Large language models (LLMs) touted for their potential in cybersecurity are still far from executing real-world cyberattacks—unless given help from a new kind of abstraction layer, researchers at Carnegie Mellon University and Anthropic said in a study released Friday.

In the paper, titled "On the Feasibility of Using LLMs to Autonomously Execute Multi-host Network Attacks," the authors introduced two major contributions: MHBench, a benchmark suite of 10 realistic emulated network environments, and Incalmo, a high-level abstraction framework that allows LLMs to orchestrate attacks through strategic reasoning rather than by generating raw shell commands.

The team evaluated popular frontier models—OpenAI's GPT-4o, Google DeepMind's Gemini 2.5 Pro, and Anthropic's Claude Sonnet 3.7—across attack scenarios modeled on real incidents such as the Equifax and Colonial Pipeline breaches.
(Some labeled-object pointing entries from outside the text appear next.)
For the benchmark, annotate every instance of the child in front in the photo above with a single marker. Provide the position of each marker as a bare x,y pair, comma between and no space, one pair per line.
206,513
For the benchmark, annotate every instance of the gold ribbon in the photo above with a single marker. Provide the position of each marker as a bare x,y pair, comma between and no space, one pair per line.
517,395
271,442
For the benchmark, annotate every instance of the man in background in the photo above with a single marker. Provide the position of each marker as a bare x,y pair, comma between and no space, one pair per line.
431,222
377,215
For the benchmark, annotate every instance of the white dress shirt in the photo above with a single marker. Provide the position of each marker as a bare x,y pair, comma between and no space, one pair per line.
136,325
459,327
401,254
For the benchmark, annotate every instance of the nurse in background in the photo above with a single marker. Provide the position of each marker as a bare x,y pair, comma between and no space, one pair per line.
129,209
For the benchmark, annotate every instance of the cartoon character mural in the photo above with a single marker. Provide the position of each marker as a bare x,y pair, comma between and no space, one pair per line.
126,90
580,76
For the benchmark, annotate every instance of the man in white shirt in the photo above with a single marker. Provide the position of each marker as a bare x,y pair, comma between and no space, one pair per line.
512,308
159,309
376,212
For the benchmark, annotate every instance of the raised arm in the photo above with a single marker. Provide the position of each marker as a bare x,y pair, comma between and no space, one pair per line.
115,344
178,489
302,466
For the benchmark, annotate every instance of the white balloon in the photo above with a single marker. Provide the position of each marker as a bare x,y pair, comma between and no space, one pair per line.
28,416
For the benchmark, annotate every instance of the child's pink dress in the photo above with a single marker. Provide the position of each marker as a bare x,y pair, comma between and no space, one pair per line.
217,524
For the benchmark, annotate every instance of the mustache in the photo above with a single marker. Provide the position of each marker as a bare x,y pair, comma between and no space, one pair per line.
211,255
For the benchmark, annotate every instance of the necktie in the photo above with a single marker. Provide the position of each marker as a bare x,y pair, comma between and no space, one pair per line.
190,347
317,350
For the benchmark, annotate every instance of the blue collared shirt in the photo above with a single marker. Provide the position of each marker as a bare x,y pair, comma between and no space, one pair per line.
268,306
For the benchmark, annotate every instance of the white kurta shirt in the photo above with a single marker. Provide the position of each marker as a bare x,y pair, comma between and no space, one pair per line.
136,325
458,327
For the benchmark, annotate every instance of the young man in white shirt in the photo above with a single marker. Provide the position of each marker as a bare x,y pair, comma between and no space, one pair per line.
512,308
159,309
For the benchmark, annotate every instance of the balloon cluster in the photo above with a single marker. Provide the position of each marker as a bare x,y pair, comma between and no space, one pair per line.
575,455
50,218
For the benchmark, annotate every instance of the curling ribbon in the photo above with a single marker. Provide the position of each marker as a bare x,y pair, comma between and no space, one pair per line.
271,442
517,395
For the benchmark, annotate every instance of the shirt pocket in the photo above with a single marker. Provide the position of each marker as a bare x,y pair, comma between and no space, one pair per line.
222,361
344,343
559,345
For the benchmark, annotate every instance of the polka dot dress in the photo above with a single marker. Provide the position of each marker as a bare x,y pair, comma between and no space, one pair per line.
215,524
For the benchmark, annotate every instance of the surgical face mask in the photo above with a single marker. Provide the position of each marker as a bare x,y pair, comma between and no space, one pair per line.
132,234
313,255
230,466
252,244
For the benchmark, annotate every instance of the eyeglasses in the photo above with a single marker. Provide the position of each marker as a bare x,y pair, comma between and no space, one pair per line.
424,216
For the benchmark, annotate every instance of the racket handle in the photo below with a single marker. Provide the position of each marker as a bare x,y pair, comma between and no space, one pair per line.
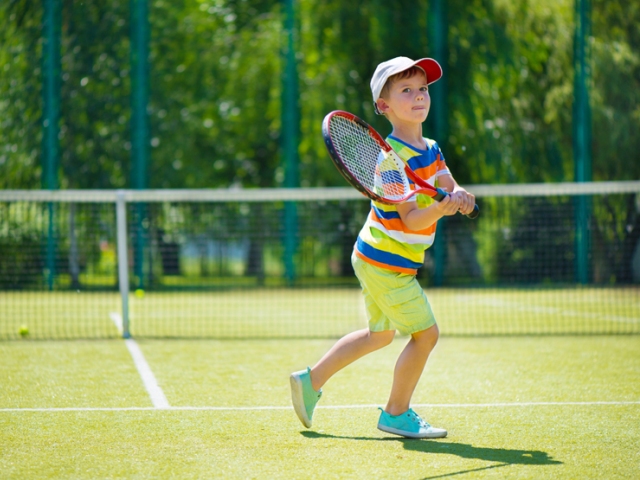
441,194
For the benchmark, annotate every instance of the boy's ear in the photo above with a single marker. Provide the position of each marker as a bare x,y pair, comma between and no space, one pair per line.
383,107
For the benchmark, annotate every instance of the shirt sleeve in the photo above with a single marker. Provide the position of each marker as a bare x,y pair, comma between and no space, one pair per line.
441,165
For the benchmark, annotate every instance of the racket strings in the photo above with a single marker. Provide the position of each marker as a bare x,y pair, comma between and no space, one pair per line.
373,168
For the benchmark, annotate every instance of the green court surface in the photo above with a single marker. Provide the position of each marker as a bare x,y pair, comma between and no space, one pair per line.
515,407
314,312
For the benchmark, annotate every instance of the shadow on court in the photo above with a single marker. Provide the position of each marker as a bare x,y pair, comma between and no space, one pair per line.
502,456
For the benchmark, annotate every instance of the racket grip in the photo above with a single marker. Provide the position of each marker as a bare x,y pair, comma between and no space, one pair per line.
474,213
442,193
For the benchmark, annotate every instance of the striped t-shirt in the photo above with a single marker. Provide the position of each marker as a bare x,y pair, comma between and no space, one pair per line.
384,240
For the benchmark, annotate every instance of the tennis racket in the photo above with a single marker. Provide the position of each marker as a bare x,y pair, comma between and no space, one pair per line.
369,163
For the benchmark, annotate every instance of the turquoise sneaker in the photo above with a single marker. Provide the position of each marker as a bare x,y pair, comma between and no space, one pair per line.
303,396
409,424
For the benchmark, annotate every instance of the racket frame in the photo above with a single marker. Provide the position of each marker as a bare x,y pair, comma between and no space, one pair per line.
423,187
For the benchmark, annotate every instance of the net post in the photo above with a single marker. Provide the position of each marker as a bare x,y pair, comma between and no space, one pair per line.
123,259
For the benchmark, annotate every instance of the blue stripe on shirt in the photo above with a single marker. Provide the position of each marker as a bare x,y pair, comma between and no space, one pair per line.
387,215
385,257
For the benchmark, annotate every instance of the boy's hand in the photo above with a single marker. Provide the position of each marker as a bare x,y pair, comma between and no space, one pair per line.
467,200
449,205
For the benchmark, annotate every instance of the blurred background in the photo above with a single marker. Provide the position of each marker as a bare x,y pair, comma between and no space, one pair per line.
215,94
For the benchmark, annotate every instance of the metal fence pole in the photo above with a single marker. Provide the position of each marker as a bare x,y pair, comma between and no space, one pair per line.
50,123
139,122
290,130
582,134
123,260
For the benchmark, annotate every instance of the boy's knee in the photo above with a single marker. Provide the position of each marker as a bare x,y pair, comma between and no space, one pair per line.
382,339
428,337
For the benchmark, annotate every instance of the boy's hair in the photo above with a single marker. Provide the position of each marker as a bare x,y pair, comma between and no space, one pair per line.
410,72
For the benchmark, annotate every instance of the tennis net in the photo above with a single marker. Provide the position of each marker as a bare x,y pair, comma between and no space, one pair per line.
540,259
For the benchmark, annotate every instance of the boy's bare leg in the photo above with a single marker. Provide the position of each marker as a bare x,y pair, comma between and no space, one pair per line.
408,369
347,350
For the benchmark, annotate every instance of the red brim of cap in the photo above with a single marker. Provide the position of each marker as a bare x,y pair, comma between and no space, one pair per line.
432,69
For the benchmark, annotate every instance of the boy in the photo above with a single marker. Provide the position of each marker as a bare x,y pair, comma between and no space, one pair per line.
389,249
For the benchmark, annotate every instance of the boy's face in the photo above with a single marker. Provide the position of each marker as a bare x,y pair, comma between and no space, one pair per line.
408,99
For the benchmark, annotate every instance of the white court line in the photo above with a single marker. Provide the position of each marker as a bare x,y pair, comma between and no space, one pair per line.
158,398
117,320
148,378
323,407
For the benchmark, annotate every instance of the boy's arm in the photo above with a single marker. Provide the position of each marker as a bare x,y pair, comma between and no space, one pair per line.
467,200
458,200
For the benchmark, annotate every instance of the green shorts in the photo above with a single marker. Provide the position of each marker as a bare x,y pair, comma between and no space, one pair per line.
394,301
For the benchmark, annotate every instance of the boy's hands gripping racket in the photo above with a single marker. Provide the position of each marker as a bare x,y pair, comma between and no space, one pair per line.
369,163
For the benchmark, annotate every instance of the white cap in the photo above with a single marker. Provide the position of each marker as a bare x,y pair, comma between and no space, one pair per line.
431,68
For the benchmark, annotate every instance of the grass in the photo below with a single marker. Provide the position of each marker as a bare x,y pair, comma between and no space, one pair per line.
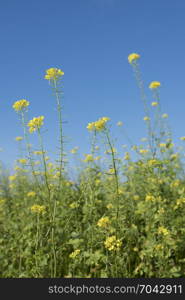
122,218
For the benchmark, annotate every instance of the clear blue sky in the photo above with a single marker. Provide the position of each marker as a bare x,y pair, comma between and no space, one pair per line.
90,41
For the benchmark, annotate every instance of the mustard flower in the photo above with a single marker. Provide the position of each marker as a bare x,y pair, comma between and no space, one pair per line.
165,116
37,152
12,177
74,205
22,161
74,150
133,57
20,105
162,145
53,74
103,222
149,198
163,231
112,243
143,151
146,118
154,103
154,84
31,194
35,123
127,156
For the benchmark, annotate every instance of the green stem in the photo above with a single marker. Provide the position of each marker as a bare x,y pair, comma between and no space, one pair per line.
115,173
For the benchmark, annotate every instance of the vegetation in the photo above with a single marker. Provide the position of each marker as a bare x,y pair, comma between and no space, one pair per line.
120,218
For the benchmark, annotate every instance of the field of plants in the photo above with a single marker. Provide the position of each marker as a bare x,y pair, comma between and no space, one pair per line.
120,218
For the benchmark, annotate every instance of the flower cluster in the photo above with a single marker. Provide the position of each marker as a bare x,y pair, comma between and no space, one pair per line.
35,124
103,222
133,57
19,138
20,105
53,74
99,125
40,209
112,243
88,158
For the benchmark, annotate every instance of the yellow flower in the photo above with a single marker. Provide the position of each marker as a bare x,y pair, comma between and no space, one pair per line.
154,103
31,194
146,118
159,247
12,177
165,116
112,243
53,74
143,151
163,231
97,158
74,254
174,156
19,138
109,151
103,222
74,150
40,209
91,126
35,123
154,84
20,105
98,125
133,57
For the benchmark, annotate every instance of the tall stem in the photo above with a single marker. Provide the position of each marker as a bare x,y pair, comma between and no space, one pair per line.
59,109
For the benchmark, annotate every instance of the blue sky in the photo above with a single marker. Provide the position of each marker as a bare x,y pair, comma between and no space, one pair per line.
90,41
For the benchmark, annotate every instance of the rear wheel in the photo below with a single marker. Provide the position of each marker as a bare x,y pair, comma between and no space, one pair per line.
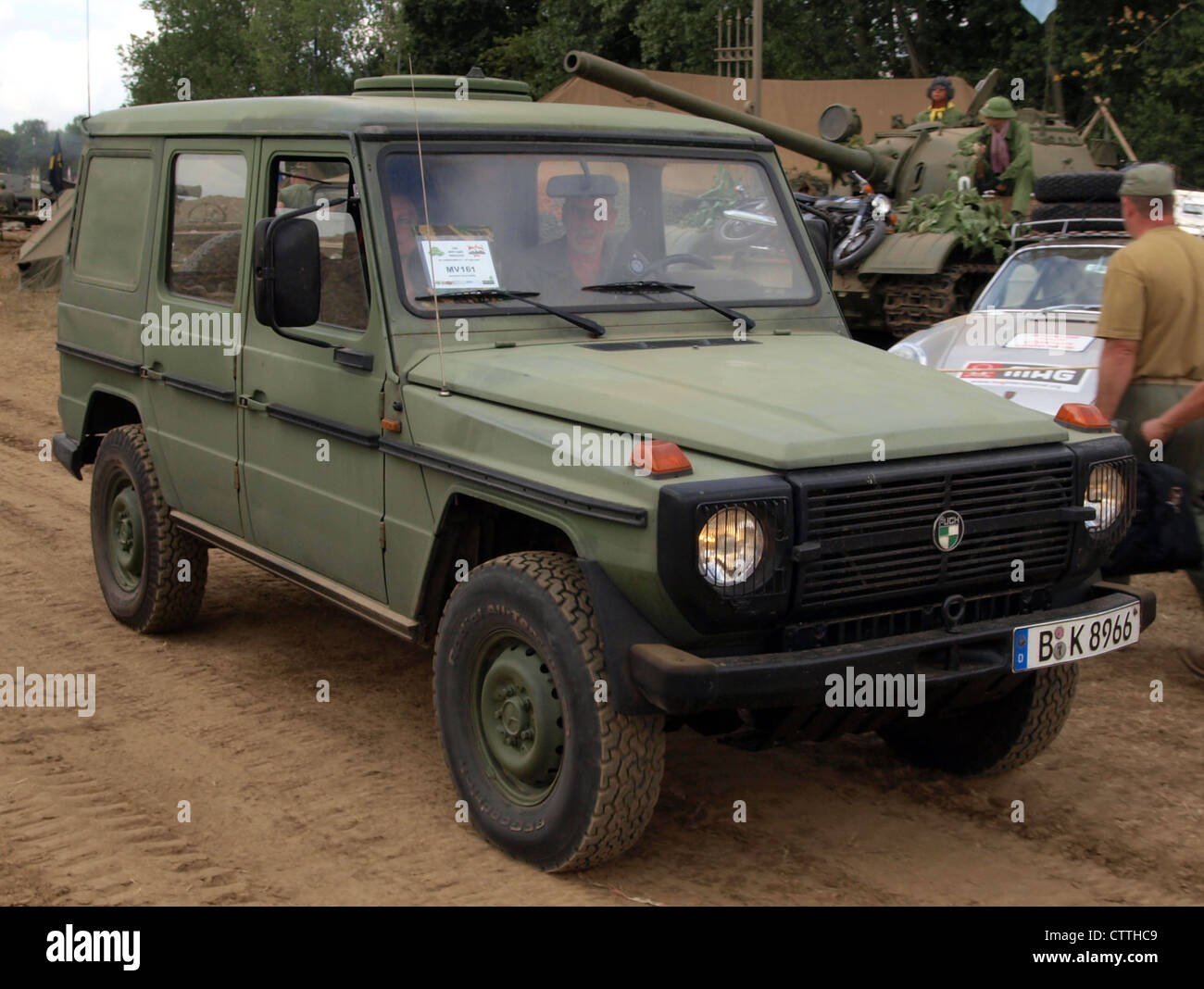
552,776
995,736
151,573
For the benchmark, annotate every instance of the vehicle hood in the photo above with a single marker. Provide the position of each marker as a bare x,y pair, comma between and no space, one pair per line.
1018,365
782,402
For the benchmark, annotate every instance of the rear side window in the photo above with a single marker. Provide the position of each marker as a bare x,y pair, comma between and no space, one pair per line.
113,220
208,207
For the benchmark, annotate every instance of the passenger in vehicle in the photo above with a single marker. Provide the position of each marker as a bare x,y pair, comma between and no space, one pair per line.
584,254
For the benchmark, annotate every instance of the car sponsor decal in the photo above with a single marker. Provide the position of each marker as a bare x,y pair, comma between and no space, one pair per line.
1072,342
997,373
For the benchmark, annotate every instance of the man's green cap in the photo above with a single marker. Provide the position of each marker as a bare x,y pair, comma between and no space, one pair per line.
1151,180
998,107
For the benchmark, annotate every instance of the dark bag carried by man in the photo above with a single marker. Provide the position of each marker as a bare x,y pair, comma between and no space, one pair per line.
1163,533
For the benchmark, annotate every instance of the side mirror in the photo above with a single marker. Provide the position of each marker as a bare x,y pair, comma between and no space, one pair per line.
820,233
288,273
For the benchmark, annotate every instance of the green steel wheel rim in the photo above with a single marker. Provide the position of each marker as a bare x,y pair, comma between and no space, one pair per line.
127,535
517,719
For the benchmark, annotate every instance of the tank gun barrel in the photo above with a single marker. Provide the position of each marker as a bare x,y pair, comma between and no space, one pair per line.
629,81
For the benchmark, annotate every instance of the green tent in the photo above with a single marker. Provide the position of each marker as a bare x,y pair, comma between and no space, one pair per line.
41,257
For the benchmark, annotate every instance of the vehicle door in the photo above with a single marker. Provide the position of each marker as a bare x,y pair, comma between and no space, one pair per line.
195,308
312,469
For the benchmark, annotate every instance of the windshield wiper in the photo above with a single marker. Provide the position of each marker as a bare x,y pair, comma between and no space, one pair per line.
493,294
636,288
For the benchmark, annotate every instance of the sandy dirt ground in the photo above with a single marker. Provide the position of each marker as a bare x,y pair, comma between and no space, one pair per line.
295,801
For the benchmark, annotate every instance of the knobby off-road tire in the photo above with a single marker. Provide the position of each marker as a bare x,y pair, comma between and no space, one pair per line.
1076,211
1078,187
995,736
135,543
550,776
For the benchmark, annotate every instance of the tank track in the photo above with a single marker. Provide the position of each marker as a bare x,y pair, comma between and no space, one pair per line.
916,302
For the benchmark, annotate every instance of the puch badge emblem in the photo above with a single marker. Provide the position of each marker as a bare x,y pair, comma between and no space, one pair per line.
947,531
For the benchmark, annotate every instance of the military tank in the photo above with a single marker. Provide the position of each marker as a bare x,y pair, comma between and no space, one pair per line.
911,281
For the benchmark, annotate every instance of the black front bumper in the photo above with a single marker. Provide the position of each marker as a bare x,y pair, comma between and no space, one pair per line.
976,655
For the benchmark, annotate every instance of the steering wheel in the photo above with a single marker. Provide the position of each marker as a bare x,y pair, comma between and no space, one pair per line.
677,258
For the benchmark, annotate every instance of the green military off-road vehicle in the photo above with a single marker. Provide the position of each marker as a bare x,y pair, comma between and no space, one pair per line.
480,370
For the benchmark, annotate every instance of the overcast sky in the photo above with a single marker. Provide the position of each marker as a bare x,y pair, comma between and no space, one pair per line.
44,56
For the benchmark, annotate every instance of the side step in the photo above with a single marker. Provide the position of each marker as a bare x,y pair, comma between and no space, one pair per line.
381,615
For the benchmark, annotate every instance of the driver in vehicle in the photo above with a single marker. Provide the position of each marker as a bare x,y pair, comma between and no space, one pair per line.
584,254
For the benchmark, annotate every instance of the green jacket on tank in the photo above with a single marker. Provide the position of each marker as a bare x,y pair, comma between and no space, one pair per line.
1019,172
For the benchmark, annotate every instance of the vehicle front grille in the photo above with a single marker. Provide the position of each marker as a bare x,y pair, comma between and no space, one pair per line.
865,628
868,534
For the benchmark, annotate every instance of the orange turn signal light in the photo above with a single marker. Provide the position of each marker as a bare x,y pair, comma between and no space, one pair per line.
1083,417
660,457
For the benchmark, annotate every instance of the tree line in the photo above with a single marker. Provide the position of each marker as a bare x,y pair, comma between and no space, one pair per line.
1147,56
31,142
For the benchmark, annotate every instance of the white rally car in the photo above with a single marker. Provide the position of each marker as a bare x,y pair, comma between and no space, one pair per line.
1031,334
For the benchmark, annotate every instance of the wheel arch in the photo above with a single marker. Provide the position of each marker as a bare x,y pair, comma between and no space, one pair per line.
107,410
476,529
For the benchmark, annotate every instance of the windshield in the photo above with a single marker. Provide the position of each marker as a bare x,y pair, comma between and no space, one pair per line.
1046,278
555,223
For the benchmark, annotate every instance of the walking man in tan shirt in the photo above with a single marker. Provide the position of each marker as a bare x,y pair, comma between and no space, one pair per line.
1152,322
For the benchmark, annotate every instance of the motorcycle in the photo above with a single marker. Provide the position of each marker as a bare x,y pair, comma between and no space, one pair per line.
859,223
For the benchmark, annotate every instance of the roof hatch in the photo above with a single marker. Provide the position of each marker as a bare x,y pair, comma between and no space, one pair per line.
474,84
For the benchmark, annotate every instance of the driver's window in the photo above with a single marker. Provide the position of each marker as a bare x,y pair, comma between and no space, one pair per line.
320,182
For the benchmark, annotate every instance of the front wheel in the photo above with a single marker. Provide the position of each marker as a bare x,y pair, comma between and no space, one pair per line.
151,573
994,736
856,248
552,775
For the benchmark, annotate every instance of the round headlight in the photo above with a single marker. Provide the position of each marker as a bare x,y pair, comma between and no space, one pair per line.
1106,494
730,546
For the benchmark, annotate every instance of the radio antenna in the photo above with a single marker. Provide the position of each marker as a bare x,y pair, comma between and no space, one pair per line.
426,225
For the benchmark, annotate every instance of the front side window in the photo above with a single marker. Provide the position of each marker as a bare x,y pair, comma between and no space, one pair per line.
577,230
208,206
323,182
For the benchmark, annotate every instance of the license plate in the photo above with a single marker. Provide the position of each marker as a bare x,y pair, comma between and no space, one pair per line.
1046,645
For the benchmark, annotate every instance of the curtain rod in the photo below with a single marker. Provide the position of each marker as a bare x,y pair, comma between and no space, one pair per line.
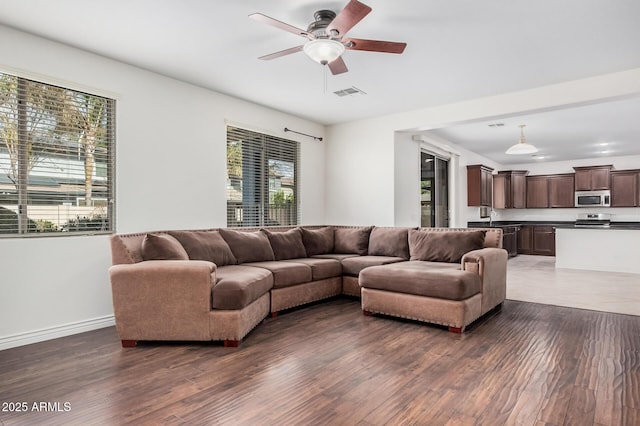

Each environment ranged from 25 to 50 interconnected hosts and required multi-step intrusions, lateral movement, privilege escalation, and data exfiltration.

LLMs Fail Without Help
Despite their strengths in reasoning and prompt-following, these LLMs repeatedly failed to autonomously achieve even partial goals in complex environments using state-of-the-art prompting techniques such as PentestGPT, ReAct, and CyberSecEval3. In one case, only Sonnet 3.7 managed a partial success—exfiltrating 11 out of 25 files—using a tailored "Domain-shell" prompt.

"Even with advanced strategies, LLMs tend to generate irrelevant or incorrectly implemented commands," the researchers said. "This leads to cascading failures, especially in scenarios requiring coordinated, multi-host actions."

Incalmo Changes the Game
To address this, the team developed Incalmo, a modular translation layer that enables LLMs to operate through high-level instructions—such as scan network, infect host, or exfiltrate data—rather than generating raw commands. These abstract actions are then executed by expert agents that convert them into concrete, low-level primitives like nmap scans or exploit payloads.

With Incalmo, the success rates of LLMs changed dramatically. In 9 out of 10 MHBench environments, LLMs equipped with Incalmo achieved at least partial success. In 5 environments, they were able to fully complete complex, multistep attacks, including exfiltrating data from dozens of databases and infiltrating segmented networks.

Crucially, Incalmo's abstraction proved more impactful than model size. Smaller LLMs such as Claude Haiku 3.5 and Gemini 2 Flash fully succeeded in 5 environments with Incalmo—while larger models failed entirely without it.

"This result runs counter to the prevailing wisdom that larger model scale is the primary driver of performance," the authors wrote. "Here, abstraction, planning structure, and task delegation mattered more."

Implications for Security and Safety
The authors say their findings pose a double-edged sword for both red teamers and defenders.

On one hand, Incalmo and MHBench could greatly lower the barrier to entry for penetration testing—automating tasks that typically require highly skilled human operators. On the other hand, the technology also reveals how quickly LLMs could become credible autonomous offensive tools with minimal scaffolding.

"This represents a significant milestone," said lead author Brian Singer of Carnegie Mellon. "It shows how close LLMs are to operational capability in cyber-offense—once a proper planning and execution pipeline is provided."

The authors emphasized ethical considerations in their work and have disclosed their findings to major LLM providers. They will open-source MHBench and Incalmo, but will restrict built-in exploit libraries to known and safe vulnerabilities.

Next Steps
Future directions include enhancing Incalmo's reasoning about network topology, supporting defenses in the loop, and using AI-generated agents to autonomously create new exploits when none exist in the current database.

As for the threat of model memorization, the researchers say today's LLMs likely don't have any meaningful prior exposure to complex multi-host attack graphs. But once MHBench becomes widely used, that could change.

"Whether for good or for ill, we're giving the community the tools to see just how far LLMs can go," the researchers wrote.